È Giovanni Giacomo Casanova, che alla presunta ascendenza nobiliare per il sospetto di esser figlio naturale del nobile Michele Grimani aggiunge l’autonomina a Cavaliere di Seingalt, a costituire una autentica prelibatezza in chiaro odore di dandismo senza che nessuno si sia premurato d’includerlo nelle sue fila. È lui lo snob più riuscito nella continua ambizione a una migliore condizione, sociale, economica, d’ingegno, che mai gli viene riconosciuta e che a sprazzi, incessantemente, conquista e perde. Lui che da tanta passione è mosso a parole, mostra nei fatti un disinteresse smisurato per ogni aspirazione regolarmente realizzata tanto da farsela presto sfuggire di mano, curando abbigliamento ed eleganza, intelligenza e garbo come l’arbitro del gusto del suo tempo per poi mescolarli alla volgarità della nobiltà circostante, inevitabilmente inferiore ai suoi sforzi.

Scrive nelle sue Memorie: «Non avendo mai visto un re in tutta la mia vita, credevo, per una strana idea, che un re dovesse avere qualcosa di eccezionale, quanto a bellezza e maestà di aspetto, non comune agli altri uomini. Ero un giovane repubblicano che ragionava e la mia idea non era del tutto stupida; ma me ne sono liberato ben presto, quando ho visto il re di Sardegna, brutto, gobbo, imbronciato e trasandato anche nei suoi modi».

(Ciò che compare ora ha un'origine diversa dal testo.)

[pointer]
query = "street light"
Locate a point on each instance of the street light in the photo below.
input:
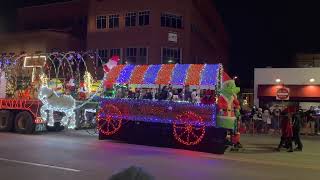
(312, 80)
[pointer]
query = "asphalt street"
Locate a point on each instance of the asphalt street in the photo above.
(77, 155)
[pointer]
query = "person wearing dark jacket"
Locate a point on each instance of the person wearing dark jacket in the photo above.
(297, 124)
(286, 132)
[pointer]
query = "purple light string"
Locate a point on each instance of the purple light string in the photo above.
(125, 74)
(209, 75)
(179, 74)
(133, 103)
(151, 74)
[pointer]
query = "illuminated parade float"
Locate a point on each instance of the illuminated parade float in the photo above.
(200, 122)
(188, 106)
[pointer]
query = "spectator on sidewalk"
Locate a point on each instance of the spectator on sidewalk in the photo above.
(297, 124)
(258, 120)
(286, 132)
(276, 118)
(266, 118)
(311, 120)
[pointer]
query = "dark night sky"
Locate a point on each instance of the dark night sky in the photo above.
(262, 33)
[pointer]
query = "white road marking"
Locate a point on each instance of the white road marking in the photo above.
(40, 165)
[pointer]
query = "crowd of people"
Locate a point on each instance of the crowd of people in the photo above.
(168, 93)
(266, 120)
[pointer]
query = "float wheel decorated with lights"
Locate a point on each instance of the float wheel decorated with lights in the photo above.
(188, 128)
(109, 119)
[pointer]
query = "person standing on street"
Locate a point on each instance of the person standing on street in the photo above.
(287, 134)
(311, 120)
(297, 124)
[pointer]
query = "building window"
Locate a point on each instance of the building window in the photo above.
(113, 21)
(144, 18)
(131, 19)
(115, 52)
(170, 20)
(136, 55)
(103, 54)
(131, 55)
(171, 55)
(101, 22)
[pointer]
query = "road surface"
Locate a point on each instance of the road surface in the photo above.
(76, 155)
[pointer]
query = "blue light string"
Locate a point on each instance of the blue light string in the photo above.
(179, 74)
(209, 75)
(125, 74)
(151, 74)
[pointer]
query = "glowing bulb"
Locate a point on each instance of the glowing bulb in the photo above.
(312, 80)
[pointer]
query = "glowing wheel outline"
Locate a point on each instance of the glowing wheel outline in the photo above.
(187, 133)
(109, 120)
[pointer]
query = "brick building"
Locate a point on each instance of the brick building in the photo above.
(153, 32)
(141, 31)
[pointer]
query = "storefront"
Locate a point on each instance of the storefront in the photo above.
(287, 87)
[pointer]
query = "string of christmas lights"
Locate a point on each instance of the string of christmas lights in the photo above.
(209, 74)
(138, 74)
(194, 74)
(165, 73)
(179, 74)
(113, 74)
(161, 111)
(151, 74)
(185, 132)
(125, 74)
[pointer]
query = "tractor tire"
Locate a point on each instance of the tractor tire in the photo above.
(24, 123)
(6, 120)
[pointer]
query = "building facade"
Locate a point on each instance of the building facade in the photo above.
(305, 60)
(154, 32)
(302, 84)
(140, 31)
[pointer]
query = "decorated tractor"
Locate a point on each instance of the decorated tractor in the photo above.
(174, 121)
(41, 91)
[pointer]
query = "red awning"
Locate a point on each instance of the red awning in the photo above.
(297, 92)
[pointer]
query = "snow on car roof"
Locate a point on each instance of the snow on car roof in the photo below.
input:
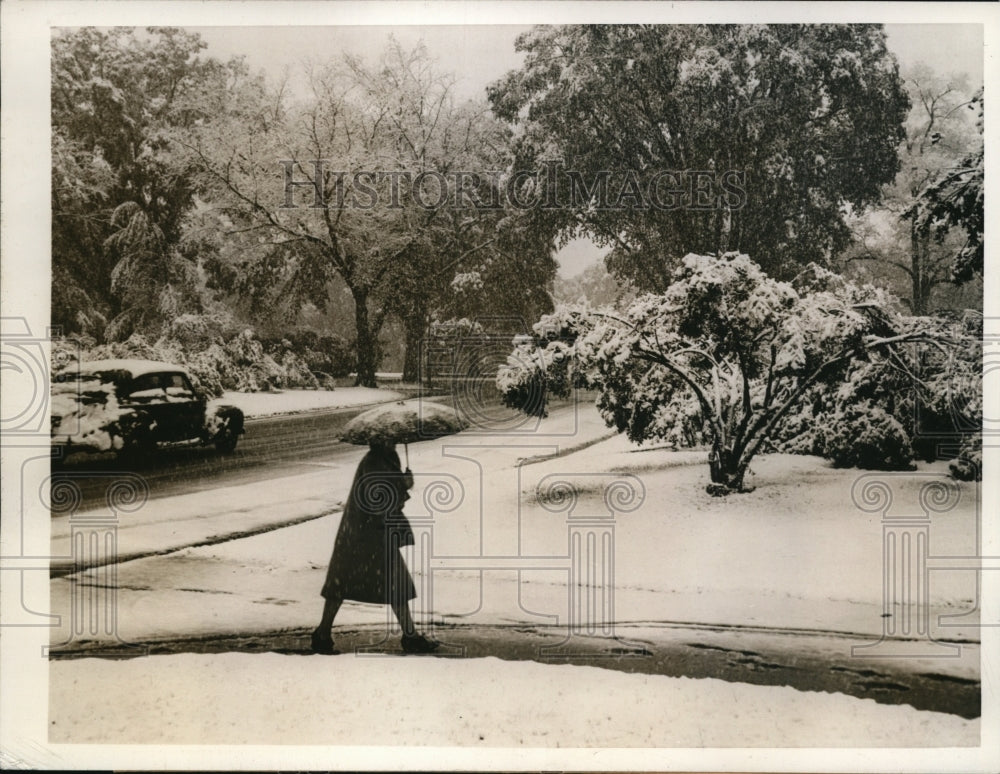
(134, 367)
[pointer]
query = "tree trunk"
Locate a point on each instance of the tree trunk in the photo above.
(726, 469)
(366, 344)
(415, 326)
(917, 252)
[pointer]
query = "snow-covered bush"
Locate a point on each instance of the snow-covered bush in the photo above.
(866, 436)
(968, 466)
(726, 355)
(85, 412)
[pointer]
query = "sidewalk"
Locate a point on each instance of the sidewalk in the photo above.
(795, 555)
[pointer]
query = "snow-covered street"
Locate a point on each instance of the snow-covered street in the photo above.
(496, 554)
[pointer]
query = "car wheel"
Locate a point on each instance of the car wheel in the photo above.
(138, 447)
(225, 441)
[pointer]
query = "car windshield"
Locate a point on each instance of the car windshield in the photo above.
(153, 384)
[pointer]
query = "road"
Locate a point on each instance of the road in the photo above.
(272, 447)
(285, 445)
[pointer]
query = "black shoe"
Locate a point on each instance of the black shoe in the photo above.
(322, 643)
(417, 643)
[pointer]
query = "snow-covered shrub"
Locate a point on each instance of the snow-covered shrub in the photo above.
(196, 332)
(85, 412)
(730, 356)
(968, 466)
(316, 353)
(866, 436)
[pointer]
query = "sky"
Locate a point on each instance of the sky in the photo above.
(481, 54)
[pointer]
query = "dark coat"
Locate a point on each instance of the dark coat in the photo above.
(366, 565)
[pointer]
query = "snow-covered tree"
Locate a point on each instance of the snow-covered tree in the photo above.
(721, 357)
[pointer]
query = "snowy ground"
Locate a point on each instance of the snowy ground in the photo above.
(262, 404)
(796, 553)
(198, 699)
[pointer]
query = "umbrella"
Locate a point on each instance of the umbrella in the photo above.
(403, 423)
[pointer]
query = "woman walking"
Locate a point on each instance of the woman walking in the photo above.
(366, 565)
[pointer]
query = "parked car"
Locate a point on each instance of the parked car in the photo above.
(133, 406)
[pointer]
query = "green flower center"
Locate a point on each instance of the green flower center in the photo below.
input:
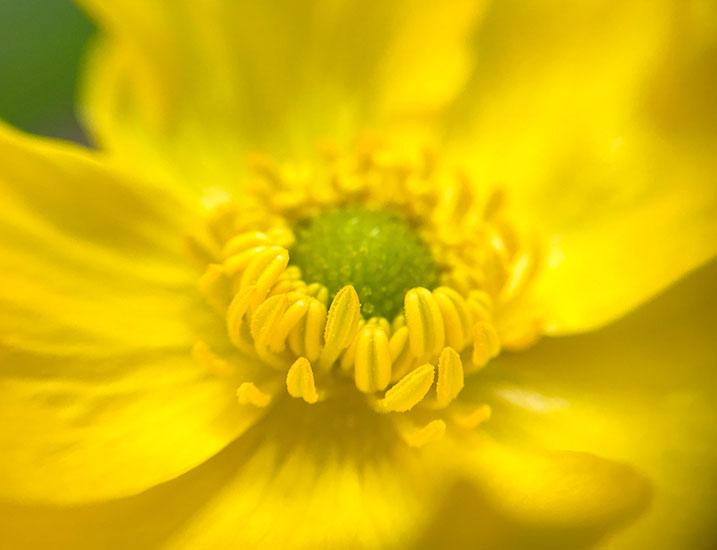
(378, 253)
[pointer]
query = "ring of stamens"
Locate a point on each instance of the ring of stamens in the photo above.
(442, 333)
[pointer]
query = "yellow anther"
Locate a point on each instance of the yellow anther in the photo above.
(204, 356)
(456, 317)
(314, 328)
(264, 270)
(236, 311)
(341, 325)
(486, 343)
(307, 337)
(425, 323)
(469, 418)
(291, 317)
(401, 357)
(266, 318)
(419, 437)
(372, 362)
(214, 287)
(410, 390)
(238, 262)
(249, 394)
(300, 381)
(450, 377)
(398, 322)
(283, 286)
(245, 241)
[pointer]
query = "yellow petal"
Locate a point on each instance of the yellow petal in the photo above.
(180, 88)
(99, 312)
(334, 491)
(640, 391)
(590, 121)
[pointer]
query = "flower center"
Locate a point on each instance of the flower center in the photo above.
(370, 275)
(376, 252)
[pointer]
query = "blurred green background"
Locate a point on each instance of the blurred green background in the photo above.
(41, 48)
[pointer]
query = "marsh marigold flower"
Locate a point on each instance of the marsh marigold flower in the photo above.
(322, 283)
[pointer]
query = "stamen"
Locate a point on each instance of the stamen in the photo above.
(425, 323)
(372, 363)
(420, 437)
(456, 316)
(245, 241)
(395, 267)
(264, 270)
(401, 357)
(235, 313)
(410, 390)
(300, 381)
(450, 377)
(341, 325)
(486, 344)
(266, 318)
(288, 321)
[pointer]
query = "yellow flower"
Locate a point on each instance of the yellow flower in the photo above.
(338, 348)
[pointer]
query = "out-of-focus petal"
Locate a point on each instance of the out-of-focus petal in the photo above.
(312, 484)
(596, 119)
(188, 88)
(640, 391)
(98, 314)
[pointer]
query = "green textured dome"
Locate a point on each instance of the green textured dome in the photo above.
(376, 252)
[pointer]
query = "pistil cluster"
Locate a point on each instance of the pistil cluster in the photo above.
(435, 267)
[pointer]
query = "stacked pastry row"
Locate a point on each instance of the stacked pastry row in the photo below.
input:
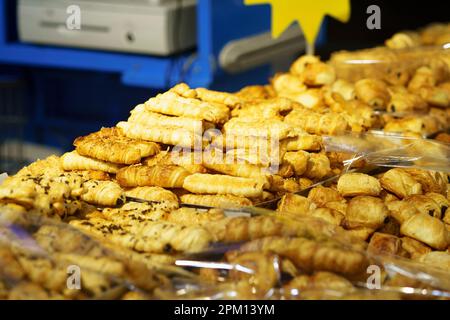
(403, 212)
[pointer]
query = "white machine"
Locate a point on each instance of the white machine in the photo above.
(157, 27)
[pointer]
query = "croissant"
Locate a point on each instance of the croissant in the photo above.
(225, 98)
(358, 184)
(166, 135)
(218, 201)
(317, 123)
(108, 145)
(373, 92)
(364, 211)
(321, 196)
(310, 255)
(298, 160)
(142, 116)
(160, 176)
(400, 183)
(193, 217)
(258, 128)
(191, 161)
(171, 104)
(426, 229)
(318, 166)
(103, 193)
(221, 184)
(73, 161)
(156, 194)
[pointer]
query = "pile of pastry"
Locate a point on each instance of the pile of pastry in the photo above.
(126, 186)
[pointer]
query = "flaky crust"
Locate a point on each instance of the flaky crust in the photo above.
(110, 145)
(74, 161)
(159, 176)
(221, 184)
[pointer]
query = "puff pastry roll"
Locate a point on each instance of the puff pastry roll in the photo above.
(156, 194)
(166, 135)
(373, 92)
(400, 183)
(103, 193)
(318, 166)
(322, 195)
(191, 161)
(243, 170)
(358, 184)
(228, 99)
(312, 71)
(170, 103)
(159, 176)
(217, 201)
(367, 212)
(265, 128)
(426, 229)
(317, 123)
(74, 161)
(220, 184)
(193, 217)
(298, 160)
(109, 145)
(142, 116)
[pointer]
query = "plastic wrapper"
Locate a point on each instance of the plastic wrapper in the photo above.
(395, 66)
(391, 150)
(320, 262)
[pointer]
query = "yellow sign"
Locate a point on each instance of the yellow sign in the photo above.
(308, 13)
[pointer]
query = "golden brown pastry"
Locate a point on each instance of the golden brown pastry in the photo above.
(426, 229)
(312, 71)
(318, 166)
(310, 255)
(167, 135)
(414, 248)
(295, 204)
(110, 145)
(365, 211)
(298, 160)
(321, 196)
(400, 183)
(140, 115)
(221, 184)
(358, 184)
(382, 243)
(156, 194)
(218, 201)
(159, 176)
(170, 103)
(74, 161)
(373, 92)
(103, 193)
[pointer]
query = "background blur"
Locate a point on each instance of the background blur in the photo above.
(51, 93)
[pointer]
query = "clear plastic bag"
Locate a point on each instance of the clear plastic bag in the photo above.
(391, 150)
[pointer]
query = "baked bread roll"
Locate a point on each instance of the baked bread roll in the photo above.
(110, 145)
(426, 229)
(358, 184)
(159, 176)
(74, 161)
(103, 193)
(167, 135)
(170, 103)
(298, 160)
(142, 116)
(365, 211)
(220, 184)
(400, 183)
(155, 194)
(216, 201)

La superiorità del dandy è facilitata dall’inferiorità regale.

«Pur presumendo molto di me, non nutrivo in realtà alcuna fiducia in me stesso», è la sua dichiarazione più onesta e falsa. Consapevole dell’importanza dell’apparire, fa dell’apparenza il punto di forza senza mai cedervi fino in fondo, compromettendo così il successo che, se gli fosse stato davvero a cuore più della libertà, avrebbe conseguito in ogni sua impresa. Non per niente è l’unico a evadere dai Piombi, famigerato carcere veneziano. Picarescamente attratto dalle avventure quotidiane, ne rimane impregnato solo al fine di narrarle, adorando sopra ogni cosa la propria mitopoiesi.

In questo è vero precursore di Baudelaire più che di Brummel: nel riconoscimento della superiorità della scrittura, dell’unica nobiltà delle Lettere, della forza postuma di ogni progetto abortito, purché minimamente scritto. Enorme la mole di avventure del Veneziano, immenso il monumento registrato nelle Memorie in francese, lingua universale dell’epoca, cui nessuno snob avrebbe saputo resistere. A classificarlo snob è la sua natura, a classificarlo dandy è la sua superiorità intellettuale, la sua intima indipendenza da qualunque vincolo sociale.

Nelle sue Memorie si leggono aneddoti che sarebbero piaciuti a Thackeray, in anticipo su di lui di una cinquantina d’anni.

Gli dei che qui si venerano, anche se non hanno altari, sono le novità e la moda. Basta che uno si metta a correre perché tutti gli corrano appresso. Si fermeranno soltanto quando scopriranno che è matto; ma una scoperta simile è come bere il mare.

Sta parlando della città di Neully, della quale racconta un sapido esempio di snobismo volgare che il dandy ch’è in lui deride vivace.

Il nostro re un giorno, andando a caccia, si trovò al ponte di Neully e gli venne voglia di bere del ratafià. Si fermò a un’osteria e chiese del ratafià; per puro caso il povero oste ne aveva una bottiglia. Il re ne bevve un bicchiere e poi disse agli astanti che quel liquore era eccellente, e ne chiese un altro. Non c’è stato bisogno di altro per fare la fortuna dell’oste. In meno di ventiquattr’ore tutta la corte e l’intera città seppero che il ratafià di Neully era il miglior liquore d’Europa, perché l’aveva detto il re. Le compagnie più in vista cominciarono ad andare a mezzanotte a Neully per bere del ratafià e in meno di tre anni l’oste si arricchì e fece costruire nel medesimo luogo un edificio sul quale potete leggere la scritta ex liquidis solidum, abbastanza comica, che fu dettata a quell’uomo dai nostri accademici.

Da questa parabola istruttiva, non si evince soltanto il senso di superiorità che il vero snob nutre nei confronti dei meri conformisti seguaci dell’apparenza più vieta, ma pure l’idea di una superiorità trasversale che nutre nell’osservatore dandy il suo distacco dalle miserie umane.